La famiglia viveva in Toscana, a Lastra a Signa (Firenze), da oltre trent’anni in una villetta schiera a due piani immersa nella campagna fiorentina: erano a San Fele da una ventina di giorni per trascorrervi un periodo di vacanza. Dopo gli accertamenti effettuati dal reparto scientifico nell’abitazione di campagna, in località Difesa, le quattro salme sono state trasportate all’obitorio dell’ospedale di Potenza: nelle prossime ore si conoscerà quando sarà eseguita l’autopsia sulle quattro vittime.
UNA TELEFONATA ALLE SORELLE: HO UCCISO TUTTI – Vito Tronnolone, l’uomo di 65 anni che stamani a San Fele (Potenza) ha ucciso moglie e due figli prima di suicidarsi, ha telefonato alle sorelle, che vivono in Toscana, poco prima di spararsi, dicendo: “Ho ammazzato tutti e ora mi ammazzo io”.
LE VITTIME – Le vittime di Tronnolone, che era pensionato, sono la moglie, Maria Stella Puntillo, di 57 anni, e i due figli: Luca (32 anni), che era disabile, e Chiara, di 27. Per uccidere moglie e figli e suicidarsi Tronnolone ha usato una pistola calibro 38 regolarmente detenuta.
IL SINDACO DI SAN FELE: SIAMO SCONVOLTI – “Siamo tutti sconvolti”: con la voce rotta dall’emozione, Donato Sperduto, il sindaco di San Fele (Potenza) – dove stamani un uomo ha ucciso moglie e due fili e poi si è suicidato – ha commentato la tragedia. Sperduto è arrivato poco fa vicino all’abitazione della famiglia Tronnolone e si è fermato a parlare con gli investigatori. Nella casa i Carabinieri del reparto scientifico dell’Arma stanno effettuando i rilievi e poco fa è giunta San Fele anche il pm di Potenza, Anna Gloria Piccininni.
I NIPOTI IN TOSCANA: SIAMO SOTTO CHOC – “Siamo tutti sotto choc, che devo dire di più? Lasciateci in pace. Stiamo partendo, andiamo là”. Così rispondono al telefono nell’abitazione della sorella di Vito Tronnolone, che stamani a San Fele (Potenza) ha ucciso moglie e due figli e poi si è ucciso. Prima di suicidarsi l’uomo ha telefonato alle sorelle, che vivono in Toscana, a Lastra a Signa (Firenze). “No, non ho risposto io – aggiunge la signora al telefono – io sono la nipote. Siamo talmente sotto choc che chiediamo solo di essere lasciati in pace”.
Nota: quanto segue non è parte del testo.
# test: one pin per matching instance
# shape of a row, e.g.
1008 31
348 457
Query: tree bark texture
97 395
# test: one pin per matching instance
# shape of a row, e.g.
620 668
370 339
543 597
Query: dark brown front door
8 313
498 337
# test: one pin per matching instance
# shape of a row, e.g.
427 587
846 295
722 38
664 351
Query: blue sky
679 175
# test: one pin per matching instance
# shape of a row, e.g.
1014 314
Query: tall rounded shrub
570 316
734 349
TEMEVA PER LA PROPRIA SALUTE? – Forse temeva per la sua salute Vito Tronnolone, è una delle ipotesi investigative che i Carabinieri stanno seguendo per spiegare la strage: ieri sera, infatti, Tronnolone si è fatti visitare nell’ospedale “San Giovanni di Dio” di Melfi (Potenza). Pare che l’uomo lamentasse di avere problemi di pressione: gli investigatori pensano che l’uomo – preoccupato per la sua salute – temesse di non poter più occuparsi della famiglia e, in particolare, del figlio disabile.
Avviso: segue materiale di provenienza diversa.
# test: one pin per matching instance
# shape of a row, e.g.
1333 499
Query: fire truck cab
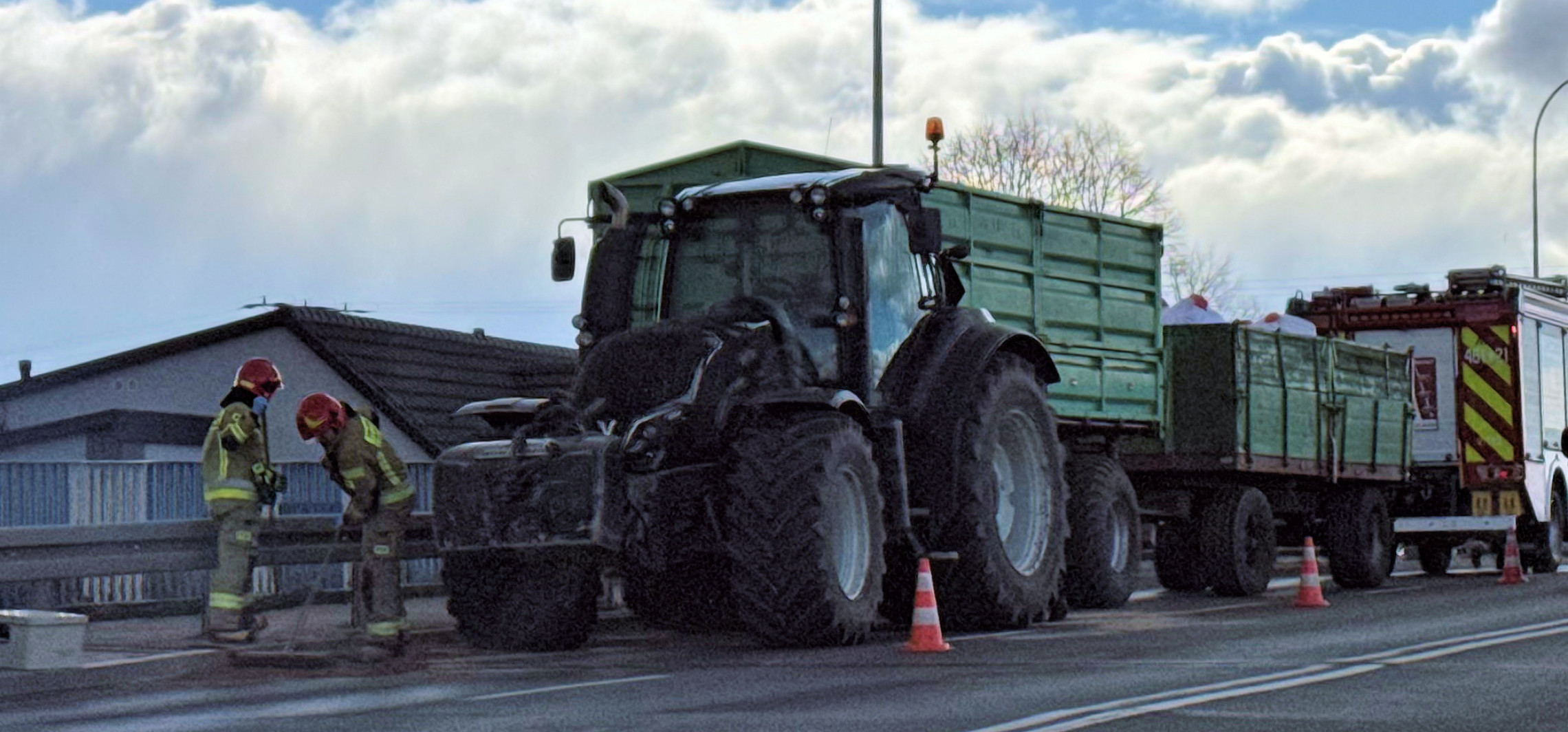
1487 359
I VICINI TOSCANI: MAI SEGNI DI SQUILIBRIO – Davanti all’abitazione della famiglia, questa mattina, un auto dei carabinieri e un capannello di vicini di casa che non riescono a credere a quanto accaduto. “Era un uomo mite che non ha retto la pressione di avere un figlio disabile – racconta una vicina di casa e amica di famiglia -. Non gli dava mai pace, la notte sentivamo le urla arrivare dalla casa”.
“Nonostante questo Vito non si lamentava mai, lo vedevamo sempre fuori al parco con il figlio Luca”, racconta una delle amiche della figlia di Tronnolone, anche lei uccisa dal padre con il resto della famiglia che aveva raggiunto proprio ieri a San Fele. “Era un uomo davvero tranquillo – dice un’altra vicina – teneva dentro tutto il suo dolore, forse troppo e non ce l’ha fatta più”.
I CARABINIERI A LASTRA DI SIGNA SEQUESTRANO IL PC – Una pattuglia dei carabinieri si è recata questa mattina nell’abitazione dei Tronnolone a Lastra a Signa  sono usciti dopo alcune ore portando via un personal computer.
I PARENTI DI SAN FELE: NON RIUSCIAMO A CAPIRE – All’esterno dell’abitazione di campagna alcuni parenti, disperati per i quattro morti, raccontano però che negli ultimi giorni il capofamiglia “era più ansioso del solito, perchè era molto preoccupato per il suo stato di salute”. Tra le lacrime una sorella di Maria Stella Puntillo, moglie di Tronnolone, ricorda “quel povero innocente di Luca”, il figlio disabile: “per noi era sempre un bambino, non riusciamo a capire che cosa sia successo”.